There is a form where the user enters a number and according to the condition applied on the number, a list of addresses are displayed. I would like to store the data that is returned through AJAX. The code on the page that has a form:
index.php
<script>
$(document).ready(function() {
$("#phone").keyup(function() {
var number = $("#phone").val();
$.ajax({
url: "t_fetchaddr.php",
type: 'POST',
data: 'number='+number,
cache: false,
}).done(function(html) {
$('#results').html(html);
});
});
});
<script>
<form action="insert_temp.php" method="POST">
<input type="text" name="phoneno" id="phone" value="" />
<div id="results"></div>
<button class="button btn btn-primary btn-large" type="submit" name="submit" value="submit">Submit</button>
</form>
code on t_fetchaddr.php page
$val = $_REQUEST['number'];
$sql2 = "SELECT * FROM user_address where number='".$val."' ";
$result2 = mysqli_query($con, $sql2);
if (mysqli_num_rows($result2) > 0)
{ ?>
<div class="span6" >
<div class="span3">
<? while($row2 = mysqli_fetch_assoc($result2))
{ ?>
<input type="radio" name="old_address" value="<? echo $row2['address']; ?>" ><? echo $row2['address']; ?><br>
<? } ?>
</div>
</div>
<? } ?>
code on insert_temp.php page
$old_address = mysqli_real_escape_string($con, $_POST['old_address']);
echo $old_address;
Everything is working fine until displaying of the address through number, but when I submit the form it is not going to the back end.
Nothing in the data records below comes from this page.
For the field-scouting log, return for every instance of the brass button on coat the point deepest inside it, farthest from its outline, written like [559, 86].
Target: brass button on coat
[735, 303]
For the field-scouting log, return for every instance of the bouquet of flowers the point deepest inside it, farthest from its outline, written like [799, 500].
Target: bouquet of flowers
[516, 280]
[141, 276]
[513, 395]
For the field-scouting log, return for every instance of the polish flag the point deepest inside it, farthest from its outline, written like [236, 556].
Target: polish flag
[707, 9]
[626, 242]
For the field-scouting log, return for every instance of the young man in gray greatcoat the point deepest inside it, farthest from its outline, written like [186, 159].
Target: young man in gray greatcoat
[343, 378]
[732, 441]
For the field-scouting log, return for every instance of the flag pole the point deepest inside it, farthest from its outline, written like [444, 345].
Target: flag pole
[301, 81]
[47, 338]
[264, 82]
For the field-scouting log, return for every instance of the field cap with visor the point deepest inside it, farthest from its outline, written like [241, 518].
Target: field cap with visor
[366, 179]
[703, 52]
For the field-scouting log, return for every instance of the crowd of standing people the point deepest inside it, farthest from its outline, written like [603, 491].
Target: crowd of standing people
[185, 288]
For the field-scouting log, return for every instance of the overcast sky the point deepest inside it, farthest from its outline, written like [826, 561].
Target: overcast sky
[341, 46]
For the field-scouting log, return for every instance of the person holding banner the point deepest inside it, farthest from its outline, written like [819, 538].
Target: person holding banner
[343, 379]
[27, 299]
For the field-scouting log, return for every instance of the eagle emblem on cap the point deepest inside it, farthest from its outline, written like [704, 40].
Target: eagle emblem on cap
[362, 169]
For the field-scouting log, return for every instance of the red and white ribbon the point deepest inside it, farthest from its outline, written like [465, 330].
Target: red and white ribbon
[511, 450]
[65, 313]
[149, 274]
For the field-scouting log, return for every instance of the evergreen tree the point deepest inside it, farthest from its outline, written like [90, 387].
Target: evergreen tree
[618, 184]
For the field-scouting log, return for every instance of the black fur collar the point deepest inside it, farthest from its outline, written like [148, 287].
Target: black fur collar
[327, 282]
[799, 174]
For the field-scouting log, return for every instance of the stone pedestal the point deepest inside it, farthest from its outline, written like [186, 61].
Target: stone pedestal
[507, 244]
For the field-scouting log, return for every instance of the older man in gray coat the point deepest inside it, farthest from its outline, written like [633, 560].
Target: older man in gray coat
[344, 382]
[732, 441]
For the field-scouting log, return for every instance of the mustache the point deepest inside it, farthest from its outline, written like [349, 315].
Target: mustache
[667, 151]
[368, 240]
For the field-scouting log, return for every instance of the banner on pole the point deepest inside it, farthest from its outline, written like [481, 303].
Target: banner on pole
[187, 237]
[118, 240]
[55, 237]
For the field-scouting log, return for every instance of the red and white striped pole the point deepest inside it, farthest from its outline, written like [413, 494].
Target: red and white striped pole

I tried to echo $old_address but got nothing.
other input values in index page inside the form are going to backend but value that is being fetched from t_fetchaddr.php page is not getting carried, Can anyone please tell where I went wrong
Try this and watch your console :
$(document).ready(function() {
$("#phone").keyup(function() {
var number = $(this).val();
$.ajax({
url: "t_fetchaddr.php",
type: 'POST',
data: {number:number},
cache: false,
success : function(html) {
$('#results').html(html);
},
error : function(err){
console.log(err);
}
});
});
});
<script>
$(document).ready(function()
{
$("#phone").keyup(function()
{
var number = $("#phone").val();
$.ajax({
url: "t_fetchaddr.php",
type: 'POST',
data: {number :number}, //modified
cache: false,
success:function(html)
{
$('#results').html(html);
}
});
});
});
</script>//Missing closing
<form action="insert_temp.php" method="POST">
<input type="text" name="phoneno" id="phone" value="" />
<div id="results"></div>
<button class="button btn btn-primary btn-large" type="submit" name="submit" value="submit" >Submit</button>
</form>
and in php
$val = $_POST['phoneno'];
$sql2 = "SELECT * FROM user_address where number='".$val."' ";
$result2 = mysqli_query($con, $sql2);
if (mysqli_num_rows($result2) > 0)
{ ?>
<div class="span6" >
<div class="span3">
<? while($row2 = mysqli_fetch_assoc($result2))
{ ?>
<input type="radio" name="old_address" value="<? echo $row2['address']; ?>" ><? echo $row2['address']; ?><br>
<? } ?>
</div>
</div>
<? } ?>
Note:
Missing closing tag </script>
And this line changed data: 'number='+number,
just try this code on fetchaddr.php
i have just removed the in between php tags.
<?
$val = $_REQUEST['number'];
$sql2 = "SELECT * FROM user_address where number='".$val."' ";
$result2 = mysqli_query($con, $sql2);
if (mysqli_num_rows($result2) > 0) {
echo '<div class="span6" >
<div class="span3">';
while($row2 = mysqli_fetch_assoc($result2))
{
echo '<input type="radio" name="old_address" value="'.$row2['address'].'" >'.$row2['address'].'<br>';
}
echo '</div>
</div>';
} ?>
hopefully this will solve your problem.